Funding institutions often solicit text-based research proposals to evaluate potential recipients. Leveraging the information contained in these documents could help institutions understand the supply of research within their domain. In this work, an end-to-end methodology for semi-supervised document clustering is introduced to partially automate classification of research proposals based on thematic areas of interest. The methodology consists of three stages: (1) manual annotation of a document sample; (2) semi-supervised clustering of documents; (3) evaluation of cluster results using quantitative metrics and qualitative ratings (coherence, relevance, distinctiveness) by experts. The methodology is described in detail to encourage replication and is demonstrated on a real-world data set. This demonstration sought to categorize proposals submitted to the US Army Telemedicine and Advanced Technology Research Center (TATRC) related to technological innovations in military medicine. A comparative analysis of method features was performed, including unsupervised vs. semi-supervised clustering, several document vectorization techniques, and several cluster result selection strategies. Outcomes suggest that pretrained Bidirectional Encoder Representations from Transformers (BERT) embeddings were better suited for the task than older text embedding techniques. When comparing expert ratings between algorithms, semi-supervised clustering produced coherence ratings ~ 25% better on average compared to standard unsupervised clustering with negligible differences in cluster distinctiveness. Last, it was shown that a cluster result selection strategy that balances internal and external validity produced ideal results. With further refinement, this methodological framework shows promise as a useful analytical tool for institutions to unlock hidden insights from untapped archives and similar administrative document repositories.

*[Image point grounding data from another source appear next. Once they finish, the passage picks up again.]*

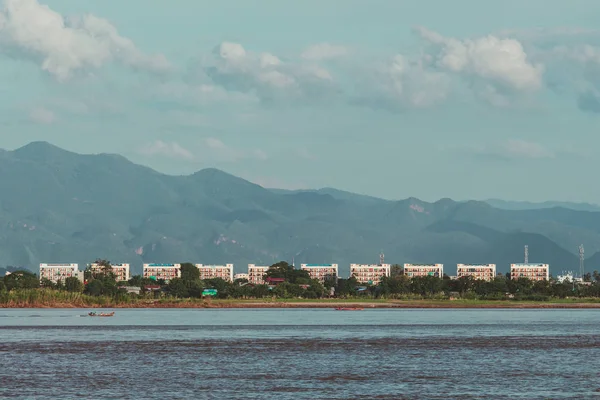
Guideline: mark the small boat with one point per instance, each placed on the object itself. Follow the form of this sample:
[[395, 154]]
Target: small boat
[[95, 314]]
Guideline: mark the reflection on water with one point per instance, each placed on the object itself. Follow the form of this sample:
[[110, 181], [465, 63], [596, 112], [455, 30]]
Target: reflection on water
[[298, 354]]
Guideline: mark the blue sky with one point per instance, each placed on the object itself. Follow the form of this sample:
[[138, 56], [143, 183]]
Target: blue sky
[[465, 99]]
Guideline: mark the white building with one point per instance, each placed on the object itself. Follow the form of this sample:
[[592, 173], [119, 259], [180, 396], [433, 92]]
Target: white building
[[369, 273], [224, 272], [240, 276], [322, 272], [413, 270], [568, 277], [535, 272], [485, 272], [256, 273], [164, 271], [121, 270], [60, 272]]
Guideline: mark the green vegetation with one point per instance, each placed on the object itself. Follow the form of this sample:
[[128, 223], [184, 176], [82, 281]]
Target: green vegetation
[[211, 215], [22, 289]]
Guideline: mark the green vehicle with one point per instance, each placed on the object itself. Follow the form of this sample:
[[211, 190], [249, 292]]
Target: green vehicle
[[209, 292]]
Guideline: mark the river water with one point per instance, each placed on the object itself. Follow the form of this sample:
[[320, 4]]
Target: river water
[[300, 354]]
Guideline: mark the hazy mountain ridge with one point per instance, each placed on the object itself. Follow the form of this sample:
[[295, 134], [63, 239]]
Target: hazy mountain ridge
[[59, 206]]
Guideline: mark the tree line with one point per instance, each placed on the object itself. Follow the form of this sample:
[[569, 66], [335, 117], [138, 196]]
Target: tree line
[[297, 284]]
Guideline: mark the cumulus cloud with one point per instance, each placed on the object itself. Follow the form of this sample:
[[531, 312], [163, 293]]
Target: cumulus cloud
[[499, 61], [64, 46], [43, 116], [264, 74], [401, 83], [524, 149], [511, 149], [324, 51], [589, 101], [221, 152], [166, 149]]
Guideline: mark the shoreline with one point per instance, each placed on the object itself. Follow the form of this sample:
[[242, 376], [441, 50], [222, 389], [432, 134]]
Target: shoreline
[[389, 304]]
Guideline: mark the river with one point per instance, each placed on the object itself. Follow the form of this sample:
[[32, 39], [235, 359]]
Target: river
[[300, 354]]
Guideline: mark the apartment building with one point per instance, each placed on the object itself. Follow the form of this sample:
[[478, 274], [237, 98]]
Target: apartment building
[[240, 276], [159, 271], [60, 272], [370, 274], [322, 272], [224, 272], [256, 273], [485, 272], [535, 272], [413, 270], [121, 270]]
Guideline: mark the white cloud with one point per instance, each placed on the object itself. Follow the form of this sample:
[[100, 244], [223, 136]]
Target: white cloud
[[41, 115], [517, 148], [65, 46], [221, 152], [324, 51], [511, 149], [264, 74], [499, 61], [165, 149], [276, 183], [402, 82]]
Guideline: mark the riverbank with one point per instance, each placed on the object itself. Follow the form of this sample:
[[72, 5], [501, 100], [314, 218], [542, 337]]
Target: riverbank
[[82, 301]]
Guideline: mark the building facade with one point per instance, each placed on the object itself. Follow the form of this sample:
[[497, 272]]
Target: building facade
[[60, 272], [224, 272], [159, 271], [413, 270], [256, 274], [121, 270], [321, 272], [485, 272], [535, 272], [370, 274], [240, 276]]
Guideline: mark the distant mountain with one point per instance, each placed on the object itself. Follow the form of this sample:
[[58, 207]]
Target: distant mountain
[[525, 205], [59, 206]]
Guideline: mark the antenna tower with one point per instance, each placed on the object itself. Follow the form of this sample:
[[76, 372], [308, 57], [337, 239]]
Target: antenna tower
[[581, 260]]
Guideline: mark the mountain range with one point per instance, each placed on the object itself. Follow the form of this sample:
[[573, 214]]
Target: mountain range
[[59, 206]]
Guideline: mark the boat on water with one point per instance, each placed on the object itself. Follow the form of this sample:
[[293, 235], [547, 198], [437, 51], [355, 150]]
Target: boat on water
[[95, 314]]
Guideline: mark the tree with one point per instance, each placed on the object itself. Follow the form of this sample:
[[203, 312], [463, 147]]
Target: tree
[[283, 270], [396, 270], [21, 280], [189, 272], [47, 283], [72, 284], [177, 288]]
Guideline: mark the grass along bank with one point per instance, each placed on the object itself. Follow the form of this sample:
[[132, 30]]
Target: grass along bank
[[48, 298]]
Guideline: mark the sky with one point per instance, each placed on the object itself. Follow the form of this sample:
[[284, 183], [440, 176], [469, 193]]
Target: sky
[[466, 99]]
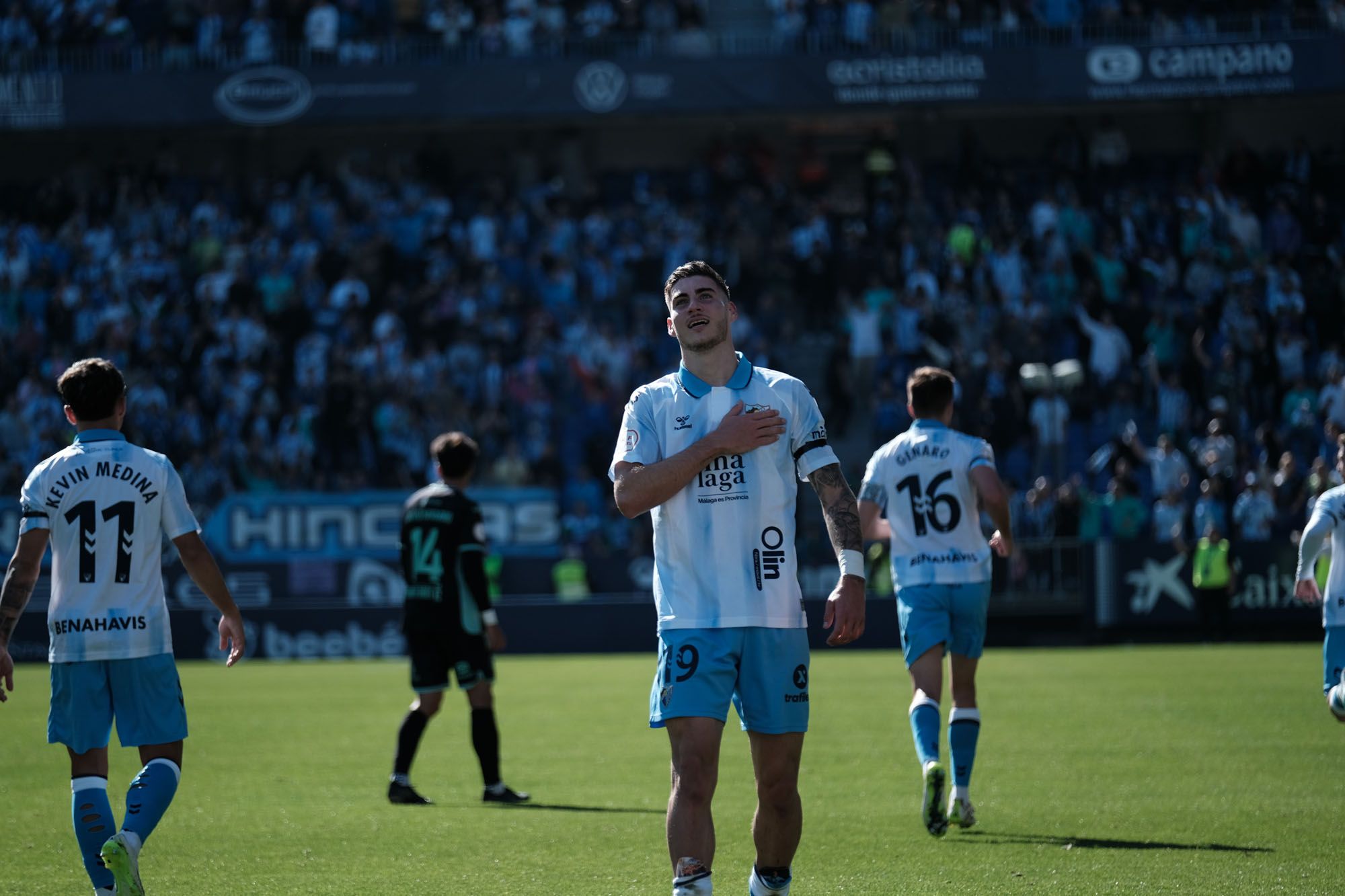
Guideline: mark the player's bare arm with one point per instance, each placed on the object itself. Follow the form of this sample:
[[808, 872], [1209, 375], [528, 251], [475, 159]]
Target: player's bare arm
[[1311, 545], [201, 565], [995, 498], [20, 581], [641, 487], [845, 607]]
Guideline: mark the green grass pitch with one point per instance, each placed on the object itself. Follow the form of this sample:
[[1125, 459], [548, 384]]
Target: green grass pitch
[[1200, 770]]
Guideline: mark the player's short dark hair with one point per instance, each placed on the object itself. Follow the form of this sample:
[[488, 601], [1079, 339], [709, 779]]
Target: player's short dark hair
[[457, 454], [92, 388], [693, 270], [930, 391]]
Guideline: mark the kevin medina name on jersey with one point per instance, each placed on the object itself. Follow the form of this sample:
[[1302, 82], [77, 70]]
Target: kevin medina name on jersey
[[103, 469]]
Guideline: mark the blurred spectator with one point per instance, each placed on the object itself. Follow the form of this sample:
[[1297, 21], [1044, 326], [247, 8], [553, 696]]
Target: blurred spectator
[[1171, 518], [259, 37], [1215, 581], [1050, 416], [322, 29], [1110, 349], [1211, 509], [1254, 512]]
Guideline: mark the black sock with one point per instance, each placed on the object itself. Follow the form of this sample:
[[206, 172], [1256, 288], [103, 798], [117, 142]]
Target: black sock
[[408, 739], [486, 739]]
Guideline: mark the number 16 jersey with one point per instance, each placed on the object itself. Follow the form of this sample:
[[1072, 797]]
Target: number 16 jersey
[[922, 482], [108, 505]]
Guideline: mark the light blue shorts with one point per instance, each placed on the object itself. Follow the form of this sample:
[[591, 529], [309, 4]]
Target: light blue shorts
[[950, 615], [143, 694], [763, 671], [1334, 657]]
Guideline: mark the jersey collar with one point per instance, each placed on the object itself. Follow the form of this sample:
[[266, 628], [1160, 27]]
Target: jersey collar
[[697, 388], [100, 435]]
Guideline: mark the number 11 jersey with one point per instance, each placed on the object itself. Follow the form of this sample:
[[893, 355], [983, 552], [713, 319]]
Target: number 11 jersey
[[108, 505], [922, 482]]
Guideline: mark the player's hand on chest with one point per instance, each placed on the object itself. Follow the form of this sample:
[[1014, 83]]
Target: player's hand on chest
[[742, 425]]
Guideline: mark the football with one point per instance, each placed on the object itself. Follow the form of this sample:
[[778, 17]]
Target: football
[[1336, 701]]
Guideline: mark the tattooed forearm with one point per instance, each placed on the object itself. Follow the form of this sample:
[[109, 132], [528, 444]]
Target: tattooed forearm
[[14, 598], [839, 507]]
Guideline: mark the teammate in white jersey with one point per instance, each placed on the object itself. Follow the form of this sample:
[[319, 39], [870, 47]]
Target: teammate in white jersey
[[715, 452], [1328, 520], [927, 483], [106, 506]]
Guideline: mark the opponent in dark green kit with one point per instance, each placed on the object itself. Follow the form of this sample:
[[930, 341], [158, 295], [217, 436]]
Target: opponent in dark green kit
[[449, 616]]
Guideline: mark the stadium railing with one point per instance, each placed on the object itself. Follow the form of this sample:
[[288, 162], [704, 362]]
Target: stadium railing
[[420, 50]]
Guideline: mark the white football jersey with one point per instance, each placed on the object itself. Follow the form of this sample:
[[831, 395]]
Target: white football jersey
[[108, 505], [724, 553], [921, 482], [1330, 512]]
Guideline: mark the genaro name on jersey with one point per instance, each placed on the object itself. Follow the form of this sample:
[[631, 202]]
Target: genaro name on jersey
[[1332, 506], [921, 481], [108, 505], [724, 553]]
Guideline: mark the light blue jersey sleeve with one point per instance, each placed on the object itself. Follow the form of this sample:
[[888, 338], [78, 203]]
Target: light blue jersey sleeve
[[177, 518], [983, 455], [638, 442], [33, 513], [809, 435], [872, 486]]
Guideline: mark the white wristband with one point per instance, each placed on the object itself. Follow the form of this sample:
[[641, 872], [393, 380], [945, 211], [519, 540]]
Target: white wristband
[[852, 564]]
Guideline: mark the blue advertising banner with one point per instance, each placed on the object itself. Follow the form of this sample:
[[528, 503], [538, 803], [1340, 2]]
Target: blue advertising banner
[[579, 89], [313, 525], [1148, 585]]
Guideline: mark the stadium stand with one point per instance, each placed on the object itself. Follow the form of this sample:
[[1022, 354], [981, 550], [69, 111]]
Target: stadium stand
[[367, 303]]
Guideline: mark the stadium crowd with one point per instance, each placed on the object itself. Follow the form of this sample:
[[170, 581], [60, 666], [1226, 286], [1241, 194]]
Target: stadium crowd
[[254, 32], [213, 33], [863, 24], [315, 331]]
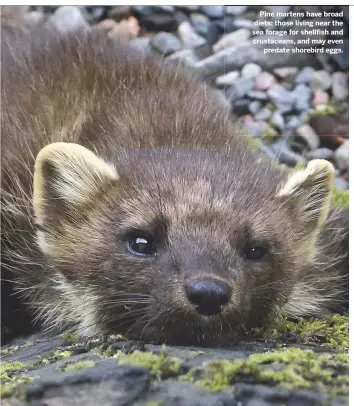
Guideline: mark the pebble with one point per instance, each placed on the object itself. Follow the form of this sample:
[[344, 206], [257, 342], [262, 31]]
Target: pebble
[[264, 81], [188, 56], [166, 43], [236, 10], [321, 80], [342, 59], [340, 183], [257, 94], [251, 70], [292, 122], [255, 107], [286, 73], [320, 97], [225, 24], [228, 79], [305, 75], [236, 57], [302, 95], [320, 153], [278, 121], [200, 23], [284, 154], [234, 38], [255, 128], [243, 23], [340, 86], [68, 18], [341, 156], [159, 22], [241, 88], [116, 13], [213, 11], [264, 114], [189, 37], [142, 44], [308, 135], [282, 98], [240, 106]]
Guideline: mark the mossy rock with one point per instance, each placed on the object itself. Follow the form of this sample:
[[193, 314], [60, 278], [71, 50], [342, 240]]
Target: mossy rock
[[161, 366], [290, 368], [332, 332]]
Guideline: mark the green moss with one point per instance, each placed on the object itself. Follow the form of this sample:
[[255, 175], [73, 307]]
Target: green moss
[[161, 366], [69, 338], [10, 381], [59, 355], [270, 133], [341, 198], [158, 403], [290, 368], [14, 348], [78, 365], [332, 332]]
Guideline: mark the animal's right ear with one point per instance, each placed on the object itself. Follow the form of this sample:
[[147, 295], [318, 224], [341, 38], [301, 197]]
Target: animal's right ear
[[66, 177]]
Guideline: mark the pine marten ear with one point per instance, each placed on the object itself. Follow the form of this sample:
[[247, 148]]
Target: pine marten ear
[[66, 176], [309, 191]]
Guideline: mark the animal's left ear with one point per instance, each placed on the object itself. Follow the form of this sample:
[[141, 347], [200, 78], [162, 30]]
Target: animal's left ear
[[309, 192]]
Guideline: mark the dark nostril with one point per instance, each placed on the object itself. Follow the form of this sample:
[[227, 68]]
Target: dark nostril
[[208, 295]]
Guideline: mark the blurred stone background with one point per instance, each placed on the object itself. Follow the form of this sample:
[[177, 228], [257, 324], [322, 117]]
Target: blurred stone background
[[294, 105]]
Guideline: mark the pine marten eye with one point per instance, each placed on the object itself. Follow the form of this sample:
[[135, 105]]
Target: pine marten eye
[[141, 245], [255, 251]]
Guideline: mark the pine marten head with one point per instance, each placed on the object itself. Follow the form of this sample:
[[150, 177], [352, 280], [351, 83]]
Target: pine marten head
[[173, 245]]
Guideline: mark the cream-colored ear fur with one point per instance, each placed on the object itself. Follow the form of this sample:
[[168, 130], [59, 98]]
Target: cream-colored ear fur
[[71, 172], [313, 187]]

The online version contains supplementary material available at 10.1007/s11192-023-04689-3.
资助机构经常征集基于文本的研究提案以评估潜在受助者。利用这些文档中包含的信息可以帮助机构了解其领域内的研究供应情况。在这项工作中,引入了一种用于半监督文档聚类的端到端方法,以基于感兴趣的主题领域对研究提案进行部分自动化分类。该方法包括三个阶段:(1)对文档样本进行人工标注;(2)对文档进行半监督聚类;(3)由专家使用定量指标和定性评级(连贯性、相关性、独特性)对聚类结果进行评估。详细描述了该方法以鼓励重复使用,并在一个真实数据集上进行了演示。该演示旨在对提交给美国陆军远程医疗和先进技术研究中心(TATRC)的与军事医学技术创新相关的提案进行分类。对方法特征进行了比较分析,包括无监督与半监督聚类、几种文档向量化技术以及几种聚类结果选择策略。结果表明,与旧的文本嵌入技术相比,预训练的来自Transformer的双向编码器表示(BERT)嵌入更适合该任务。在比较算法之间的专家评级时,与标准无监督聚类相比,半监督聚类产生的连贯性评级平均提高了约25%,聚类独特性方面的差异可忽略不计。最后,结果表明一种平衡内部和外部有效性的聚类结果选择策略产生了理想的结果。经过进一步完善,这个方法框架有望成为机构从未开发的档案和类似行政文档存储库中挖掘隐藏见解的有用分析工具。
在线版本包含可在10.1007/s11192-023-04689-3获取的补充材料。